Speck notes there are also options to be taken by plane or helicopter, and Hanson says Island Health has been working with the community to reinforce that they should always call 911 if they need to access the emergency department while the emergency department is closed. When people call 911, BC Emergency Health Services has plans in place to get people transported to an open emergency department.
She says while she wishes more was done sooner to address the health care situation while it was unfolding, Island Health and the province are now working collaboratively to ensure something is done to resolve the matter.
“At this point in time, they’re working quite collaboratively with the ʼNa̱mǥis First Nation and responding very quickly if I or others from our nation are raising questions about what’s going on,” Speck said. “I don’t know much more that we could expect at this moment, given it’s the overall system that’s under pressure, it’s not just they’re ignoring ʼNa̱mǥis or they’re ignoring Cormorant Island, that’s not what’s happening, we recognize that.”
Hanson also notes Island Health is making progress in hiring for positions for the North Island, with 18 health care and support workers hired, four of whom were nurses, with about 20 more in the recruitment process.
“We’re doing absolutely everything we can to get back to 24/7,” Hanson said. “And as I mentioned, from a staffing standpoint, what we’re bringing to the equation is actually stabilization on the nursing side, so we are starting to see progress towards that.

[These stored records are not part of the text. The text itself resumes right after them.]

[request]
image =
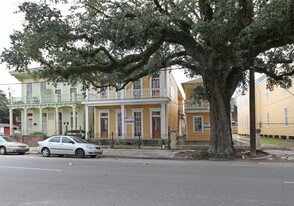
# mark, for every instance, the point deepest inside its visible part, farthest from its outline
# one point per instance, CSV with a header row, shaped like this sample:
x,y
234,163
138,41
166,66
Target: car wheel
x,y
80,153
2,150
45,152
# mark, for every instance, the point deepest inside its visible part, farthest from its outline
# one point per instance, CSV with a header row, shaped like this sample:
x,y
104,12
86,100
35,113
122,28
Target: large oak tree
x,y
113,42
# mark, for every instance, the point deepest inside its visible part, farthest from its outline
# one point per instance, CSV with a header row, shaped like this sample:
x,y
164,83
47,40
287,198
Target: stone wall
x,y
31,140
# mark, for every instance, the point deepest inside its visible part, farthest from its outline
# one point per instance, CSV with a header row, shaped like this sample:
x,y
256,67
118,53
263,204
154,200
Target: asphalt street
x,y
35,180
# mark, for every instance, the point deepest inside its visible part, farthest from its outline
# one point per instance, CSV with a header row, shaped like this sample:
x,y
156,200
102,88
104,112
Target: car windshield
x,y
6,139
79,140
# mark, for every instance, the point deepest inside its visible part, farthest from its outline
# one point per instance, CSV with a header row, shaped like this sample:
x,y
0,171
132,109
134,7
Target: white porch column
x,y
163,121
123,126
87,121
41,120
74,126
25,122
11,121
56,121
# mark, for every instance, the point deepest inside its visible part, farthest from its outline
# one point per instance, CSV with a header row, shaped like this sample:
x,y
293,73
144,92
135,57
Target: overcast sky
x,y
9,21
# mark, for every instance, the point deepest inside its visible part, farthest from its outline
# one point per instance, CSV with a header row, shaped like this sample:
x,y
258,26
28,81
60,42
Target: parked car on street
x,y
68,145
9,145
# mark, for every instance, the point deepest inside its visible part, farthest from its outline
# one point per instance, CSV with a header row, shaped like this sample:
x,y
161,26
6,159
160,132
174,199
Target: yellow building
x,y
147,108
196,113
274,111
46,108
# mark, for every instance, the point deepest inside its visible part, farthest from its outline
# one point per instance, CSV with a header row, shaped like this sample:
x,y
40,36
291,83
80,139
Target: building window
x,y
44,122
267,120
138,124
198,124
73,93
286,117
155,84
267,93
103,93
29,90
42,87
71,120
58,95
119,124
137,88
246,122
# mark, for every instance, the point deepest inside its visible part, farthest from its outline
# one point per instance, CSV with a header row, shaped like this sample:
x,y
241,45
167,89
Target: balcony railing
x,y
128,94
197,105
52,98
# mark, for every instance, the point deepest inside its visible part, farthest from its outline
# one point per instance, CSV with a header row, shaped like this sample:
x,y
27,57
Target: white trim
x,y
116,123
141,87
95,122
151,86
202,130
150,115
142,120
99,122
286,124
267,119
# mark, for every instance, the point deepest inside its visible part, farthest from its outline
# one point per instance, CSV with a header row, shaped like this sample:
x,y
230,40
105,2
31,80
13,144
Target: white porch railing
x,y
196,105
52,98
128,94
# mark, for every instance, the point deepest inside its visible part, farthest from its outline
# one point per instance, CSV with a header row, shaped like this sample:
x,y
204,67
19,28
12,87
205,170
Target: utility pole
x,y
252,103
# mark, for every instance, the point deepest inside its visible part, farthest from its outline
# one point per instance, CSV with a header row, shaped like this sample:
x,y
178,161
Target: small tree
x,y
111,43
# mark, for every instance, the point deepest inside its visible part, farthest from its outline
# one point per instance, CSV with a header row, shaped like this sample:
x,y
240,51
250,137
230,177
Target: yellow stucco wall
x,y
198,136
271,106
270,111
243,114
190,133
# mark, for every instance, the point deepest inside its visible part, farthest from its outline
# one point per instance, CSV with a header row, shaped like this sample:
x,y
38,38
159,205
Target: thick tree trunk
x,y
221,143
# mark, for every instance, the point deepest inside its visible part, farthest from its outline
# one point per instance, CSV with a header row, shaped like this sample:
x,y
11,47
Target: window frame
x,y
201,124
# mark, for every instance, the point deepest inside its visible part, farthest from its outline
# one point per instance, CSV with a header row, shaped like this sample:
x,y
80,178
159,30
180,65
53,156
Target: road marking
x,y
31,168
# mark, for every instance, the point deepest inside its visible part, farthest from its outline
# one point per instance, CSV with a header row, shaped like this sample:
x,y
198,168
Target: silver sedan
x,y
68,145
9,145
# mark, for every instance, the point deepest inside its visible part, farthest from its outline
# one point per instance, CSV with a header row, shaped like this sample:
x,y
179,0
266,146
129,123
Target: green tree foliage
x,y
4,111
111,43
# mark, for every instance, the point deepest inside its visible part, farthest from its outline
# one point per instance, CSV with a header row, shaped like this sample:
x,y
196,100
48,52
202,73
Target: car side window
x,y
55,139
65,140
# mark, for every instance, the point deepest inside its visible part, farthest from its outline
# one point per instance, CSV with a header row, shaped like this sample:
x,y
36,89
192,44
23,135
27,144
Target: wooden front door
x,y
104,127
156,131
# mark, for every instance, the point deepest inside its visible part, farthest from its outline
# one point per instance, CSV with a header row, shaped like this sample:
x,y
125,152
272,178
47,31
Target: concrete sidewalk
x,y
283,154
133,153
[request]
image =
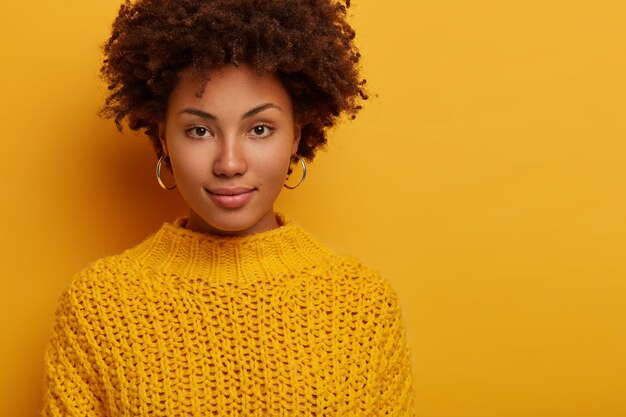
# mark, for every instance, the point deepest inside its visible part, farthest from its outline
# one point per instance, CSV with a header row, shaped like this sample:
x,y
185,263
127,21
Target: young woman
x,y
233,310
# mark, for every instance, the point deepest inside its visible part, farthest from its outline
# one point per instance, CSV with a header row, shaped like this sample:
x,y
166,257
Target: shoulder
x,y
362,285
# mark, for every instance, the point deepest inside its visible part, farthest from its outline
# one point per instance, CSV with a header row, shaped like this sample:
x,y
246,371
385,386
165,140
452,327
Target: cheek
x,y
189,165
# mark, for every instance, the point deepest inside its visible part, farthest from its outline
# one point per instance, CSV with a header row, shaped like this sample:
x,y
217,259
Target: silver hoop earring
x,y
161,183
303,164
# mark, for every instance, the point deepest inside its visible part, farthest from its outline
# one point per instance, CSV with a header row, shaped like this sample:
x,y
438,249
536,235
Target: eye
x,y
262,130
198,132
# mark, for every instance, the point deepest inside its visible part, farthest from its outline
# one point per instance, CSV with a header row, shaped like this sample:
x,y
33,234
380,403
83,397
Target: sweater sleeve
x,y
71,379
393,386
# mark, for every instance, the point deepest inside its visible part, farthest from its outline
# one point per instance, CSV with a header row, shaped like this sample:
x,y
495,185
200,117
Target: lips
x,y
231,197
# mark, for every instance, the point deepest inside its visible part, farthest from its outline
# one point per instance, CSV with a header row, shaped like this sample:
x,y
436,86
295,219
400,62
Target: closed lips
x,y
231,197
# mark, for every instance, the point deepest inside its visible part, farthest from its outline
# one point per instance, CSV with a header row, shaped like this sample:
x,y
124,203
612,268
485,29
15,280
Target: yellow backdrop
x,y
486,179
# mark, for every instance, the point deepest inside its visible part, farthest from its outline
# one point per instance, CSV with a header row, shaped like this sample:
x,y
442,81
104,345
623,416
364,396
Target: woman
x,y
233,310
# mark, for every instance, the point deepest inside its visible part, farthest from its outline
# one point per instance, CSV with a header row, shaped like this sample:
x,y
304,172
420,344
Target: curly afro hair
x,y
307,44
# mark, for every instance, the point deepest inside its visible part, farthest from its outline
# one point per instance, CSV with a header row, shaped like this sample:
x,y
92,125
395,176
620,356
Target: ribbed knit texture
x,y
190,324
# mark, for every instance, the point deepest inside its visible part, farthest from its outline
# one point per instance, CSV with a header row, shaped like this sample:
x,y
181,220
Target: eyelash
x,y
191,132
267,126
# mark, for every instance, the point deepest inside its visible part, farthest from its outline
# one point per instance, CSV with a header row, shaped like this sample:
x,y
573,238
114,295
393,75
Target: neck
x,y
282,251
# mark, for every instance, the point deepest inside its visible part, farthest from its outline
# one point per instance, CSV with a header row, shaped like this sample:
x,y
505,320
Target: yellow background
x,y
486,180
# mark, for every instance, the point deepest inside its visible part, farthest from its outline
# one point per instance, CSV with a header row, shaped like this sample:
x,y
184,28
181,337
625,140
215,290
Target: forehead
x,y
229,88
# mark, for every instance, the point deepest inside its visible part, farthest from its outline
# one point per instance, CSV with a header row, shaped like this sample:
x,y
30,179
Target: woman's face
x,y
230,143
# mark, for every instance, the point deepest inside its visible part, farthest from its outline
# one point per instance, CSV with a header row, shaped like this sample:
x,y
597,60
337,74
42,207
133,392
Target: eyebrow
x,y
208,116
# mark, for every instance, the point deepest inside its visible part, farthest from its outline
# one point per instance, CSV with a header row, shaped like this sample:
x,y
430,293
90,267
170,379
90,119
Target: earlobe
x,y
297,134
162,137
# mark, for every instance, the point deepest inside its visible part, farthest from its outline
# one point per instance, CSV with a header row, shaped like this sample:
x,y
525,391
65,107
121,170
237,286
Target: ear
x,y
297,134
161,126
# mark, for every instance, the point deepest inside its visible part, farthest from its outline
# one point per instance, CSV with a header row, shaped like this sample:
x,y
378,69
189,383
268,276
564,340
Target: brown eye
x,y
261,131
198,132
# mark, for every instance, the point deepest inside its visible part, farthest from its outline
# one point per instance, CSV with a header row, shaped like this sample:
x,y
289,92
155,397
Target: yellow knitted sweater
x,y
189,324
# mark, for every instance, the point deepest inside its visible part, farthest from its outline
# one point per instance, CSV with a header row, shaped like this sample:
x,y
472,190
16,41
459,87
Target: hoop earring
x,y
303,164
161,183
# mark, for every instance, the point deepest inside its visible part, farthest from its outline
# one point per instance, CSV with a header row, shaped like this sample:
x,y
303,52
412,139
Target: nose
x,y
230,160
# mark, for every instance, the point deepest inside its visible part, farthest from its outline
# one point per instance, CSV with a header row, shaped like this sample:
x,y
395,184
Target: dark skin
x,y
307,45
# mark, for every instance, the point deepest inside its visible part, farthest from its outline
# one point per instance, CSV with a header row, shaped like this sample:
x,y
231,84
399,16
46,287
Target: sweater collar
x,y
283,251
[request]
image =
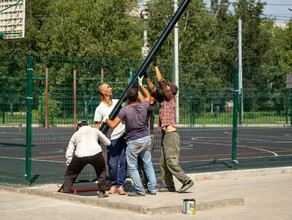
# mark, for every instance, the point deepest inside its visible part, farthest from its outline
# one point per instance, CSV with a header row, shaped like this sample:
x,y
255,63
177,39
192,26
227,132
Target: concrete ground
x,y
239,194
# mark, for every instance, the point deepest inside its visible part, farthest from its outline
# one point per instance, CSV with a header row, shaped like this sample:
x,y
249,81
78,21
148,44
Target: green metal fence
x,y
43,97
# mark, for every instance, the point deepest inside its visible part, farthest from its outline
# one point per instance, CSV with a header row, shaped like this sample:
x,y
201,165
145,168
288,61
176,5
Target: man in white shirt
x,y
84,149
116,152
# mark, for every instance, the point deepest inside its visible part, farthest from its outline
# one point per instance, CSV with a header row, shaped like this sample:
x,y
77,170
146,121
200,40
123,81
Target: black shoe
x,y
171,189
186,186
102,194
150,193
135,194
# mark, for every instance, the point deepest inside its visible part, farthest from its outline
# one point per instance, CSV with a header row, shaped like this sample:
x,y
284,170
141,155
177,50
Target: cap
x,y
173,87
81,123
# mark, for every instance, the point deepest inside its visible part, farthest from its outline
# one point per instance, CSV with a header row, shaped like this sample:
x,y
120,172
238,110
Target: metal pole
x,y
291,107
240,68
175,64
235,121
47,99
29,99
75,98
148,59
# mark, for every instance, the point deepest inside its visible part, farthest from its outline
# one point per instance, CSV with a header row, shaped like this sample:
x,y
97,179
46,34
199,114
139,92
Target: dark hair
x,y
132,94
81,123
173,87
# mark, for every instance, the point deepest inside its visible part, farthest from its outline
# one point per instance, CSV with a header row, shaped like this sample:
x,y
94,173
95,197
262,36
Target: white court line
x,y
260,149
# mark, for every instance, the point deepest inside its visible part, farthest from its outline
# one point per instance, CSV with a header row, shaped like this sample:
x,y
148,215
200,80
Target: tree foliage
x,y
208,39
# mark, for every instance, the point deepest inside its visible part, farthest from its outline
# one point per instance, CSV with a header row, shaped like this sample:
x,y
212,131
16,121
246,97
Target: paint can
x,y
189,206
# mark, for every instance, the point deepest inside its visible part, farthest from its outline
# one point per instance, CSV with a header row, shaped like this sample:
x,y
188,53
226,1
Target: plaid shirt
x,y
167,105
167,114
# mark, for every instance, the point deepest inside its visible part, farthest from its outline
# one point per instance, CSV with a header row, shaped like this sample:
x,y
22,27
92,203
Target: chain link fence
x,y
65,90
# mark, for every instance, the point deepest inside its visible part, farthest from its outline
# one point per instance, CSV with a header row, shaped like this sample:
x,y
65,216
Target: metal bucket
x,y
189,206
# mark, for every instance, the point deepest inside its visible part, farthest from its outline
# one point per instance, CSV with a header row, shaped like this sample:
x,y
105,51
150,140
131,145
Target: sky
x,y
278,9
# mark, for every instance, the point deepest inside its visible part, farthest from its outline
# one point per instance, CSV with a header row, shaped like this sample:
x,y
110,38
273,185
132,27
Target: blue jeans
x,y
116,160
141,147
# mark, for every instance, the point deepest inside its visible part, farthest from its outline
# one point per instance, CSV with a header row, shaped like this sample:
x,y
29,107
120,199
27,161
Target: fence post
x,y
235,120
290,107
29,99
75,98
191,109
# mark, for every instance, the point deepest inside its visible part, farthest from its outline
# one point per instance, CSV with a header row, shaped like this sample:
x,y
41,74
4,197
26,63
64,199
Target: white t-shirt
x,y
84,142
103,111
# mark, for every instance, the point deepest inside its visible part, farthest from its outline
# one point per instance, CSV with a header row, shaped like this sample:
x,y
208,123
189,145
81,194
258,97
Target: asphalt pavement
x,y
237,194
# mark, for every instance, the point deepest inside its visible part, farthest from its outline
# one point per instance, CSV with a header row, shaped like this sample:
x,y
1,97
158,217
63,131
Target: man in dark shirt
x,y
169,159
138,139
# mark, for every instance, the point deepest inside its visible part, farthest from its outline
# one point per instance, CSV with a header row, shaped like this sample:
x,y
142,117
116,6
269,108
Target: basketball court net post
x,y
12,19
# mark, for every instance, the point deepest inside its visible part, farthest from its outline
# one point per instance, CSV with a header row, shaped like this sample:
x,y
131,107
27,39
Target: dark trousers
x,y
117,164
77,165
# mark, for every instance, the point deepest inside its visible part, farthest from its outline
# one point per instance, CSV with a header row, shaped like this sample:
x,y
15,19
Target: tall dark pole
x,y
148,59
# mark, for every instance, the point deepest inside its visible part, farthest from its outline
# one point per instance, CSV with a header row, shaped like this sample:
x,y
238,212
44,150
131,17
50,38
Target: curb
x,y
124,206
49,192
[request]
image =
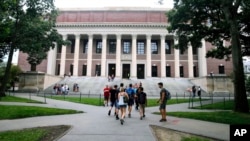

On the recruitment side, I can only say this is not an ideal situation, we’re obviously working with ʼNa̱mǥis to try and attract more physicians.”
Speck says she hopes that the new compensation model will mean more doctors and nurses are wanting to work in rural B.C.
“I really do hope that practicing outside of the bigger urban centers is something that will be seen attractive to those health care professionals,” Speck said. “Because right now, we haven’t generally been seeing that movement. We’re a wonderful place to live, so we hope they come.”